The LIHC is based on the qualified basis of a housing project; see Exhibit 2 on p. 559 for the basic LIHC computation.

There are three steps involved in calculating a project's qualified basis under Sec. 42(c)(1).The first involves determining the project's eligible basis under Sec. 42(d). According to Sec. 42(d)(1), a new building's eligible basis is generally its adjusted basis. An existing building's eligible basis hinges on the acquisition cost, based on various holding requirements under Sec. 42(d) (2).

The second step is the determination of the applicable fraction. According to Sec. 42(c)(1)(B), a low-income building's applicable fraction is the lesser of the project's unit fraction or floor-space fraction. Sec. 42(c)(1)(C) defines the unit fraction as the ratio of the occupied low-income units to all residential rental units in the building. The floor-space fraction, under Sec. 42(c)(1)(D), is the ratio of the occupied low-income floor space to the total residential rental floor space in the building.

Example: The eligible basis of a qualified low-income housing building is $1 million. The building consists of 100 units, 60 of which represent Sec. 42 rent-restricted units; the remaining 40 units are rented to market-rate tenants. The floor space of each low-income unit is 500 square feet; the market-rate units are slightly larger, at 600 square feet.

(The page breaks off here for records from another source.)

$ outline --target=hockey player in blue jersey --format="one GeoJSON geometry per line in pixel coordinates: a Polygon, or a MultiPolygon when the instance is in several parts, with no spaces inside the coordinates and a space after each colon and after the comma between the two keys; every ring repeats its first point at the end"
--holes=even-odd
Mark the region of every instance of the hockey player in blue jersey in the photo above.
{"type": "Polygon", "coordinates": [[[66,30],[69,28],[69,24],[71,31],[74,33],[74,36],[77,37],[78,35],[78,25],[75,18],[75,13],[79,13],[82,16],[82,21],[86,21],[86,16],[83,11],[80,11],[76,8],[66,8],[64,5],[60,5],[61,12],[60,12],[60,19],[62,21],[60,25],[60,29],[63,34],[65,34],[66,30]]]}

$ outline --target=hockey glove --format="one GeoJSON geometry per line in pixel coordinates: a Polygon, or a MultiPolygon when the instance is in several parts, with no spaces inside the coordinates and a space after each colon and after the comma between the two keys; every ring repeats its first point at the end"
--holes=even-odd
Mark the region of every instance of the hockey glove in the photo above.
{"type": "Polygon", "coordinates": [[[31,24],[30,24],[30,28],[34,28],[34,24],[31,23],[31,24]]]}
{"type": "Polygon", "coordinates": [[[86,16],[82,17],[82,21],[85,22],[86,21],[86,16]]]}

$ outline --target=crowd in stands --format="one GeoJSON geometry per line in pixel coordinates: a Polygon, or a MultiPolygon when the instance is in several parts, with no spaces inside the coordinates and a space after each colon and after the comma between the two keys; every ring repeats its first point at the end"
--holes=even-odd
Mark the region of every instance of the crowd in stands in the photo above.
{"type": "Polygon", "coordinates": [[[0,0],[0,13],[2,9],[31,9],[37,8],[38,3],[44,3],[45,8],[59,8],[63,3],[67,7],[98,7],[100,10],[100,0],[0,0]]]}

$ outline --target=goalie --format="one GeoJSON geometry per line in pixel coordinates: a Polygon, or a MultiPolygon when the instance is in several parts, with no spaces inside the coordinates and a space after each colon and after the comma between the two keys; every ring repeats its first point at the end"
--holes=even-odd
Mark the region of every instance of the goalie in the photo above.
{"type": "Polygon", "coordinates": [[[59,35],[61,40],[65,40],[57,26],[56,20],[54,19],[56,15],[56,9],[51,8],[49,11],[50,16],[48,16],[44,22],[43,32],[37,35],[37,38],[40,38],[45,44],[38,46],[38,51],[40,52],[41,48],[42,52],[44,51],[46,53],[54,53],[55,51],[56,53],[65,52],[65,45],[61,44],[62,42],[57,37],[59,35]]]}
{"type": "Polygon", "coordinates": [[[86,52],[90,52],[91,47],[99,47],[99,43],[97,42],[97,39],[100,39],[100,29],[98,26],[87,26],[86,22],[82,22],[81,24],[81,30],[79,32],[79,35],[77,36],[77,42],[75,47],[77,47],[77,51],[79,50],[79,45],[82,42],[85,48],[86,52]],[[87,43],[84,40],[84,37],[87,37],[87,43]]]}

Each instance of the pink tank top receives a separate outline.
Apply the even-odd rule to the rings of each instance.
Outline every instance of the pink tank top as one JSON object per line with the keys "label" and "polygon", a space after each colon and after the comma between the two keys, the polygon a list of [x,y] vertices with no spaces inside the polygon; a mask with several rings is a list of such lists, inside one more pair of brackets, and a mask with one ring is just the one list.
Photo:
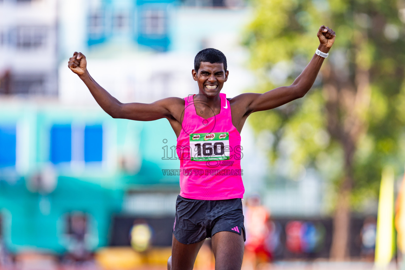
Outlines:
{"label": "pink tank top", "polygon": [[243,198],[243,149],[241,135],[232,124],[229,102],[220,93],[220,113],[206,119],[196,113],[193,96],[184,98],[184,116],[177,140],[180,195],[196,200]]}

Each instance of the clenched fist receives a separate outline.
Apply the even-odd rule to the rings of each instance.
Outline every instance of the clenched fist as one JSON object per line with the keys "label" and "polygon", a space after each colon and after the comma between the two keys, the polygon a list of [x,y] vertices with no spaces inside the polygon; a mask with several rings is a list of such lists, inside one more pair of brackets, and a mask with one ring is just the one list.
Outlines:
{"label": "clenched fist", "polygon": [[335,39],[336,37],[336,34],[335,31],[325,26],[321,26],[317,36],[319,38],[319,42],[321,43],[321,44],[329,49],[330,49],[333,45]]}
{"label": "clenched fist", "polygon": [[79,75],[83,74],[86,72],[87,62],[86,57],[81,53],[75,51],[73,56],[69,58],[68,66],[72,71]]}

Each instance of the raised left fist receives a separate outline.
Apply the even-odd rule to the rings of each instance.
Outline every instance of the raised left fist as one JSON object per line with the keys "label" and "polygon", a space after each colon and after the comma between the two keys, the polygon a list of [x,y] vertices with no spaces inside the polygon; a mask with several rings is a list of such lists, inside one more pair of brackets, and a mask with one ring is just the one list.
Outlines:
{"label": "raised left fist", "polygon": [[319,38],[319,42],[321,44],[330,48],[335,42],[336,33],[332,29],[330,29],[328,26],[322,26],[319,28],[317,36]]}

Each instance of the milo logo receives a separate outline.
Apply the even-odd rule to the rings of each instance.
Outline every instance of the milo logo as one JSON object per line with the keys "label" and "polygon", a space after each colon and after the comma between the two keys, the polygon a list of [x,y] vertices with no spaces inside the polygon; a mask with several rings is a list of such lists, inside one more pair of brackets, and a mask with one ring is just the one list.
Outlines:
{"label": "milo logo", "polygon": [[204,137],[204,140],[212,140],[215,137],[215,134],[213,133],[210,133],[209,134],[207,134]]}

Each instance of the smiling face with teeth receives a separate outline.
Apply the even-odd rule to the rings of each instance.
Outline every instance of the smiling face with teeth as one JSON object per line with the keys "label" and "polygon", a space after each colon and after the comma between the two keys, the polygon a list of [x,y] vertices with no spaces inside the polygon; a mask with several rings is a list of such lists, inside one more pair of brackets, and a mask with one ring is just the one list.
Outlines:
{"label": "smiling face with teeth", "polygon": [[222,63],[209,62],[201,62],[198,70],[193,69],[192,73],[193,78],[198,84],[198,94],[211,98],[220,94],[228,73]]}

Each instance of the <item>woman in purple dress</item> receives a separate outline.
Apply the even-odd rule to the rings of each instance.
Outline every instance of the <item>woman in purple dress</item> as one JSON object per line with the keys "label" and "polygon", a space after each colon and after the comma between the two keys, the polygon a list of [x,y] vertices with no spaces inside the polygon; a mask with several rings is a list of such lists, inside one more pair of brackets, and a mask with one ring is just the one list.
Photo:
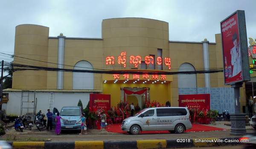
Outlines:
{"label": "woman in purple dress", "polygon": [[62,119],[63,120],[67,120],[61,118],[61,117],[60,116],[59,113],[57,113],[57,116],[56,117],[56,118],[55,118],[55,123],[56,123],[56,126],[55,127],[55,133],[57,135],[60,135],[61,134],[61,119]]}

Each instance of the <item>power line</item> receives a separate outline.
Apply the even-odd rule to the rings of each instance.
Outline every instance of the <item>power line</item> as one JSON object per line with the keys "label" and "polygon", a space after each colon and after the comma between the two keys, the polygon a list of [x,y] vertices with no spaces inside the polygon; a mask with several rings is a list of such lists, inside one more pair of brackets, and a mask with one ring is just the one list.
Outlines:
{"label": "power line", "polygon": [[[12,65],[10,63],[5,63],[6,66],[10,66]],[[202,73],[212,73],[223,72],[222,69],[213,69],[209,70],[201,70],[201,71],[183,71],[183,72],[153,72],[151,71],[118,71],[118,70],[78,70],[67,69],[59,69],[57,68],[51,68],[47,67],[38,66],[31,65],[22,65],[17,63],[13,63],[13,67],[17,67],[13,69],[14,71],[24,71],[24,70],[44,70],[49,71],[62,71],[65,72],[84,72],[84,73],[92,73],[96,74],[165,74],[165,75],[174,75],[174,74],[195,74]]]}
{"label": "power line", "polygon": [[[72,66],[72,65],[65,65],[65,64],[59,64],[59,63],[52,63],[52,62],[46,62],[46,61],[40,60],[35,60],[35,59],[31,59],[31,58],[26,58],[26,57],[22,57],[17,56],[17,55],[14,55],[14,54],[12,55],[12,54],[8,54],[3,53],[3,52],[0,52],[0,53],[3,54],[6,54],[6,55],[9,55],[9,56],[13,56],[13,57],[19,57],[19,58],[23,58],[23,59],[27,59],[27,60],[34,60],[34,61],[37,61],[41,62],[42,62],[42,63],[51,63],[51,64],[55,64],[55,65],[61,65],[68,66],[70,66],[70,67],[72,67],[82,68],[85,68],[85,69],[96,69],[96,70],[111,70],[111,69],[95,69],[95,68],[93,69],[93,68],[88,68],[88,67],[84,67],[75,66]],[[40,56],[40,55],[36,55],[36,54],[27,54],[27,55]],[[16,60],[15,60],[15,61]],[[101,61],[99,60],[98,61]],[[223,67],[211,68],[210,69],[209,69],[209,70],[211,69],[223,69]],[[172,68],[172,70],[177,69],[177,70],[180,70],[180,69],[179,68],[176,68],[175,69],[174,69],[173,68]],[[200,70],[200,69],[205,70],[205,68],[197,68],[196,69],[198,70]]]}
{"label": "power line", "polygon": [[76,66],[74,66],[68,65],[61,64],[59,64],[59,63],[57,63],[49,62],[46,62],[46,61],[40,60],[35,60],[35,59],[31,59],[31,58],[29,58],[24,57],[20,57],[20,56],[16,56],[16,55],[15,55],[9,54],[6,54],[6,53],[2,53],[2,52],[0,52],[0,53],[3,54],[6,54],[6,55],[9,55],[9,56],[13,56],[14,57],[20,57],[20,58],[23,58],[23,59],[27,59],[27,60],[34,60],[34,61],[38,61],[38,62],[43,62],[43,63],[51,63],[51,64],[55,64],[55,65],[60,65],[65,66],[70,66],[70,67],[72,67],[81,68],[85,68],[85,69],[97,69],[97,70],[107,70],[107,69],[103,69],[91,68],[89,68],[89,67]]}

The project's unit fraction is 60% (60 low-income units/100 total units). The floor-space fraction is 56%, representing 30,000 low-income square feet ((60 x 500)/54,000 total square feet). The applicable fraction is 56%, the lower of the two. The qualified basis is $560,000 ($1 million x 56%).

Basis Boost

Once the eligible basis and the applicable fraction have been determined, the final step...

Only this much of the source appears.